Archibald McClean (26 October 1736 – 30 April 1786) was an American surveyor.

He was born to an Irish immigrant family in Gettysburg, Pennsylvania. His career began in 1760 when he entered the employ of Thomas Penn, William Penn, and Frederick, Lord Baltimore.

== Mason-Dixon Line ==
McClean relocated to Philadelphia in 1761 where the Penn heirs commissioned him to re-adjust the boundaries of the three lower counties of Pennsylvania and their Maryland borderline. Alongside his colleagues, the project successfully established a middle point between the various territories. From there on he became one of the leading surveyors in the region and chief associate of Charles Mason and Jeremiah Dixon. Beginning in 1763, McClean, along with six of his brothers, Mason, Dixon, and a number of native guides and interpreters began surveying what would become the Mason-Dixon Line. During this time, McClean became Deputy Surveyor for Western York County and thereby moved his residence from Philadelphia to York. In 1774 he is believed to have joined David Rittenhouse in surveying the line between New York and Pennsylvania.

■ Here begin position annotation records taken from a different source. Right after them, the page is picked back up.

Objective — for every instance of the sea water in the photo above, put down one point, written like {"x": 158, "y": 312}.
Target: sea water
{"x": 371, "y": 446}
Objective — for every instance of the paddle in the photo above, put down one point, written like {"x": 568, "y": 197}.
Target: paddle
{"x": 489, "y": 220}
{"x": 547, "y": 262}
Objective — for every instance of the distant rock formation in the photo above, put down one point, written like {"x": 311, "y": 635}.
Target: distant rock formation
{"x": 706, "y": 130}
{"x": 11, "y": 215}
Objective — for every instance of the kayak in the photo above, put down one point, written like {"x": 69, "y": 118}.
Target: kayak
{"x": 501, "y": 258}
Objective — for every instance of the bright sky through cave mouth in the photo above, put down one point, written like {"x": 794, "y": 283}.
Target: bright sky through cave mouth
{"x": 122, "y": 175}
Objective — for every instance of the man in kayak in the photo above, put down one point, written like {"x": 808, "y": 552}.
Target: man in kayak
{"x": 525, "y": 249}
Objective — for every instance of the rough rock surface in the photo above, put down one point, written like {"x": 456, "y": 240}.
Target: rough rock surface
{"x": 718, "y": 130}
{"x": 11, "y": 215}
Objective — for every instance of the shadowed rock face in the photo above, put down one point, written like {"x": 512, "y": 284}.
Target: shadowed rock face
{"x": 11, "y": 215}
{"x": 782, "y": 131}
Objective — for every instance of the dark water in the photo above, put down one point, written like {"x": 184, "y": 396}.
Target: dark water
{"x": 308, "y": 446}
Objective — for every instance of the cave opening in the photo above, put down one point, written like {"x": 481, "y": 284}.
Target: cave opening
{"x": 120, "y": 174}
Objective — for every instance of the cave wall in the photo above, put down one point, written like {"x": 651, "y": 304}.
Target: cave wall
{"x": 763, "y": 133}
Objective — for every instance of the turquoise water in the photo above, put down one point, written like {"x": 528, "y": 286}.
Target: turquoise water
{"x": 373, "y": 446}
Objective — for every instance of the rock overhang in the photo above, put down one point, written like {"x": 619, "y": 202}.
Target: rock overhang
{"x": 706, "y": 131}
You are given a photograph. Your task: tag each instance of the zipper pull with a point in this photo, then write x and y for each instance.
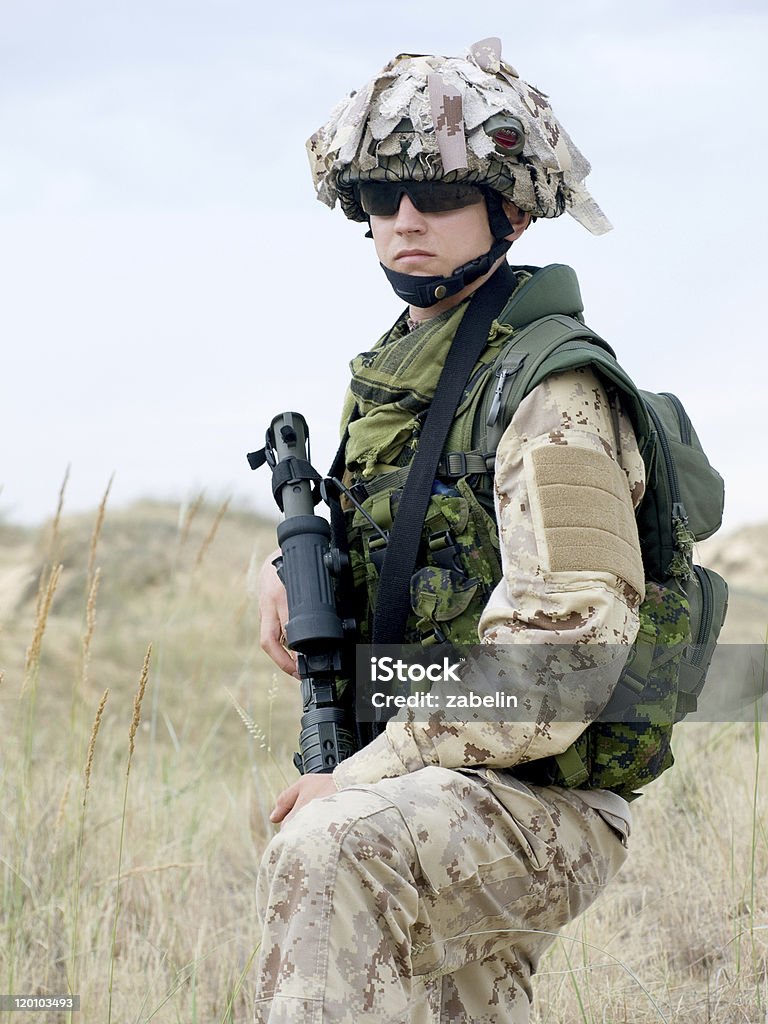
(502, 374)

He was elected as a member to the American Philosophical Society in 1772.

== Revolutionary War ==
A dedicated patriot, he was a member of the first Committee of Safety of York County, the first Assembly, and many offices of trust. During the Revolutionary War, when the Continental Congress relocated to York from 1777 to 1778, McClean's residence served as the de facto treasury, all while his daughter Mary tended to ill soldiers, for which she earned a vote of thanks from Congress. McClean died in York, Pennsylvania. He is buried at the Lower Marsh Creek Presbyterian Cemetery in Gettysburg.